(Minghui.org) I’ve only practiced Falun Dafa for a few years and I don’t feel I’ve been diligent in doing the three things. I recently realized that my state of mind while sending forth righteous thoughts isn’t good, especially when I send them at 12:00 a.m. My mind is not clear at all.
When I send righteous thoughts during the day, my palm is seldom upright and I have a hard time staying focused. When this happens, my mother reminds me to straighten my palm. At first I didn’t mind, but when she frequently reminded me, I became annoyed. I told her to focus on herself and stop looking at me. I also told her I couldn’t stay calm because of her interference.
I sometimes moved so she couldn’t see me, and I thought that she was too sleepy to notice me.
One morning while we were sending righteous thoughts, she quietly said, “I’d like to talk to you about something.”
“But I don’t want to talk to you.” I replied.
My mother told me that she saw big patches of black substances around my eyelids, and she could even see them with her eyes open.
I was shocked to hear this. I'd read about such things in sharing articles written by other practitioners. I realized it happened because I hadn’t sent righteous thoughts properly lately and there were negative substances in my dimensional field. I also realized that Master was reminding me through my mother. I felt ashamed for having caused trouble for Master. I know that my cultivation state hasn’t been good lately, but instead of being diligent, I felt resentful towards my mother, who noticed my problems and kindly reminded me. I cultivated so poorly.
When I did the exercises with another practitioner last year, she kept telling me that some of my movements weren’t correct. Even though I remained calm on the surface, I was annoyed and thought: “Why are you watching me? What is your intention? Your movements aren’t even as good as mine, and yet you always point your finger at me.” I felt really unbalanced. Now I realized that she was only trying to help me and I should be grateful.
Master said:
“If you always reject reproaches and criticism, always point your fingers at others, and always refute others’ disapproval and criticism, is that cultivating? How is that cultivating? You have grown used to focusing on other people’s shortcomings, and never take examining your own self seriously. When others’ cultivation one day meets with success, what about you? Isn’t Master hoping that you are cultivating well? Why won’t you accept criticism, and why do you keep focusing on other people? Why not cultivate inward and examine your own self?” (Teachings at the Conference in Los Angeles)

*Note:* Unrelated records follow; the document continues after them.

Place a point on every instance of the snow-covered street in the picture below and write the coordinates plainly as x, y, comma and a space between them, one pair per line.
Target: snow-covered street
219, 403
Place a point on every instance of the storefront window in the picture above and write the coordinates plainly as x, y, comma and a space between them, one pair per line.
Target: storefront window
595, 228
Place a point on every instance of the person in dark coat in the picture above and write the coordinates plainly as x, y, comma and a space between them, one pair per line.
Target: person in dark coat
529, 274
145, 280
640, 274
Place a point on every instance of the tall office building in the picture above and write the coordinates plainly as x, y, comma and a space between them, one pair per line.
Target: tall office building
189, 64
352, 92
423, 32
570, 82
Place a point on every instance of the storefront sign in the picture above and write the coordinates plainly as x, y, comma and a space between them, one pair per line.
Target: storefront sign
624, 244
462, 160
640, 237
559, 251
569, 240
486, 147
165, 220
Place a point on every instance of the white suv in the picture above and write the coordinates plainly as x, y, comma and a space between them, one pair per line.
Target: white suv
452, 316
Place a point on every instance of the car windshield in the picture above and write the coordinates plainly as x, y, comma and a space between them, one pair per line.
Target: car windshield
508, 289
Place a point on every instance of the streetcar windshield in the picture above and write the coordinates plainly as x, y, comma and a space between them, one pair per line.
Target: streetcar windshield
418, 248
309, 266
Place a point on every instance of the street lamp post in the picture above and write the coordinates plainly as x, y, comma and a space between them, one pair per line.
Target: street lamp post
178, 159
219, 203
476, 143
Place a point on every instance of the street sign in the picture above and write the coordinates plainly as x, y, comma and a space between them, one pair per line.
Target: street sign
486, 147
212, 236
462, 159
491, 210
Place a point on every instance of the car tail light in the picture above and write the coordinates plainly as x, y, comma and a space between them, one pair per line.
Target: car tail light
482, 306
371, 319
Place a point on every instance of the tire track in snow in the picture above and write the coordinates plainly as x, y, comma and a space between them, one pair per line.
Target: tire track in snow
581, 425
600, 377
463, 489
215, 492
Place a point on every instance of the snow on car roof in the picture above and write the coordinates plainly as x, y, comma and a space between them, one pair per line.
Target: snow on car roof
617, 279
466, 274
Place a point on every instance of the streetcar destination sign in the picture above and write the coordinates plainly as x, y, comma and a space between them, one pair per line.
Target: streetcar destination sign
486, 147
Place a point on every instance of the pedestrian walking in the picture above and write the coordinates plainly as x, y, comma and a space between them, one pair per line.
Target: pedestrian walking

When I measured myself against Master’s Fa teachings, I felt ashamed. Master talked about this issue previously, but I just now realized it. I started looking inward and reflected on myself. I found many of my human attachments: I always try to save face; I enjoy being praised and feel unbalanced when things don’t go my way; I dislike criticism and tend to look down on others; I often point fingers at others, feel jealous, and harbor resentment, and so on. When anyone criticizes me, I think, “You haven’t done well yourself, yet you criticize me.”
All this is the Communist Party culture’s way of thinking. I was really shocked when I realized my attachments and my warped way of thinking. I feel truly grateful to Master, and to all fellow practitioners who pointed out my shortcomings.
Thank you, Master! Thank you fellow practitioners.